Force est ensuite de constater qu’à l’appui de sa requête d’appel, l’appelant n’a pas clarifié davantage ses explications et n’a pas pris plus concrètement position par rapport aux critiques du ministre, confirmées par les premiers juges. Tel que cela a été relevé à juste titre par la partie étatique, il n’a entrepris aucun effort supplémentaire pour rendre plus plausible son récit, mais, au contraire, se limite à affirmer qu’il maintenait ses dires.

La Cour est encore amenée à confirmer l’analyse des premiers juges ayant retenu que le seul fait pour l’appelant de devoir retourner en Iran après avoir quitté ce pays ne justifie pas non plus sa demande de protection internationale, l’appelant n’ayant à l’appui de son appel 17pas fourni d’avantage de preuves ou d’explications permettant de sous-tendre le sérieux des craintes qu’il en déduit.

En ce qui concerne ensuite l’argumentaire de l’appelant qui entend dorénavant ajouter une dimension politique ou religieuse plus importante à ses déclarations, en ce qu’il se présente comme une personne ayant renié l’islam, la Cour constate que, contrairement aux dires actuels de Monsieur (G), il ne s’est pas décrit, lors de ses auditions, comme étant un opposant politique ou religieux. S’il est vrai que questionné sur sa religion, il a répondu que « Je n’ai pas de religion. Je suis Musulmam mais je déteste cette religion »1, il n’en reste toutefois pas moins que cette déclaration n’a été faite que de façon incidente au sujet des questions portant sur ses données personnelles et que Monsieur (G) n’y est plus revenu lors de son audition et plus particulièrement n’a pas fait état de ce qu’il aurait ouvertement manifesté ses opinions politiques en Iran ou encore qu’il aurait été une personne ayant renié ouvertement la religion musulmane ou se serait affichée comme telle. Il n’a pas non plus fait état de circonstances concordantes et crédibles qui permettraient de conclure qu’il pourrait avoir été perçu comme un opposant politique ou une personne reniant l’islam, étant relevé que la Cour vient de confirmer l’analyse des premiers juges ayant retenu comme étant non crédible son affirmation selon laquelle il aurait critiqué le régime en présence du dénommé (F). La Cour relève qu’au contraire, à l’appui de son recours, Monsieur (G) a insisté sur le fait qu’il ne se serait pas ouvertement opposé à la volonté de son père qu’il rejoigne les rangs des PASDARAN et qu’il aurait laissé croire celui-ci qu’il allait se plier à son désir, ce qui expliquerait que son père l’ait laissé étudier et travailler jusqu’à l’âge de 28 ans et qu’il ait toujours participé aux formations du SEPAH ou des BASJ. Or, ces explications fournies en première instance permettent davantage de retenir que Monsieur (G) ne s’est pas opposé ouvertement au régime ou à la religion étatique, ni qu’il a adopté une attitude susceptible d’être perçue comme telle. En tout cas, le seul fait que lors du contexte confidentiel de son entretien au sein du ministère il a indiqué ne pas avoir de religion n’implique pas qu’il risque d’être perçu par les autorités iraniennes comme un opposant politique ou une personne ayant renié l’islam.

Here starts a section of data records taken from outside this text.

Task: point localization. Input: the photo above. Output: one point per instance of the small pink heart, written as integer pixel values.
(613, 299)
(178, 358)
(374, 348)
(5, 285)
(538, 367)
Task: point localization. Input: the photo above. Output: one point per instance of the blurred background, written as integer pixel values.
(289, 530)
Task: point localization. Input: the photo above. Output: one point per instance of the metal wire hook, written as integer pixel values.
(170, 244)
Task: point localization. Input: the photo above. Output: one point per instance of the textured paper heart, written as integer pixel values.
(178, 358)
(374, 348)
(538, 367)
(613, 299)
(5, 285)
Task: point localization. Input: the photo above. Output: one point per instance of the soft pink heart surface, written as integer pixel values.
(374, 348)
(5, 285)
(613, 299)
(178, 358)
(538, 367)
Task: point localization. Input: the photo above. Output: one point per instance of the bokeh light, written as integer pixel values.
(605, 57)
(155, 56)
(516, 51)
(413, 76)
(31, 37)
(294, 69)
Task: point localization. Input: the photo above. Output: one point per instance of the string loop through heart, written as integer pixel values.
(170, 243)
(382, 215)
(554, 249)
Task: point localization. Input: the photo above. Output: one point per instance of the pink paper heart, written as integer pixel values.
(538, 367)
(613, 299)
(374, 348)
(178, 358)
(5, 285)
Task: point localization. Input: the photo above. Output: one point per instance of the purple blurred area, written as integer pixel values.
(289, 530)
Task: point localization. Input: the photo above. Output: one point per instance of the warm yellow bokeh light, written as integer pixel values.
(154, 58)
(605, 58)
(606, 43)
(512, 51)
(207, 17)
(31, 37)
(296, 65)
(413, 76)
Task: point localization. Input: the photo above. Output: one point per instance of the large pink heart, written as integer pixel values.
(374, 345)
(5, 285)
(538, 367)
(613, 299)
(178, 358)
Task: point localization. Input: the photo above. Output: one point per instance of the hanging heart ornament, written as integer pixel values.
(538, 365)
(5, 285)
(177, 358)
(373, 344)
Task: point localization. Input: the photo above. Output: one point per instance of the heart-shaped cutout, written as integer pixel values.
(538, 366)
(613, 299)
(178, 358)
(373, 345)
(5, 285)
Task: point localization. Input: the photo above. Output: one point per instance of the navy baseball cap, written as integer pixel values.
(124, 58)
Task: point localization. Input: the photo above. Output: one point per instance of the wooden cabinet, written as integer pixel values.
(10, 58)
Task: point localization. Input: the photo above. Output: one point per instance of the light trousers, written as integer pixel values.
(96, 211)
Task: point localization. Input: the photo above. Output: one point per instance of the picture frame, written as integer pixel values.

Au vu de ces considérations, la Cour ne saurait partager la thèse de l’appelant qui dorénavant affirme avoir été, dès avant sa fuite de l’Iran, un opposant politique et religieux ou avoir été perçu comme tel, mais elle est, au contraire, amenée à retenir qu’à défaut par Monsieur (G) d’avoir mentionné lors de ses auditions de façon circonstanciée et crédible d’avoir affiché une attitude d’opposant à l’islam ou au régime iranien, cette connotation politique ou religieuse de son récit n’a été ajoutée par lui que pour augmenter ses chances d’obtenir une protection internationale, de sorte que les explications fournies à cet égard par l’appelant à l’appui de son appel ne sont pas davantage de nature à justifier sa demande de protection internationale.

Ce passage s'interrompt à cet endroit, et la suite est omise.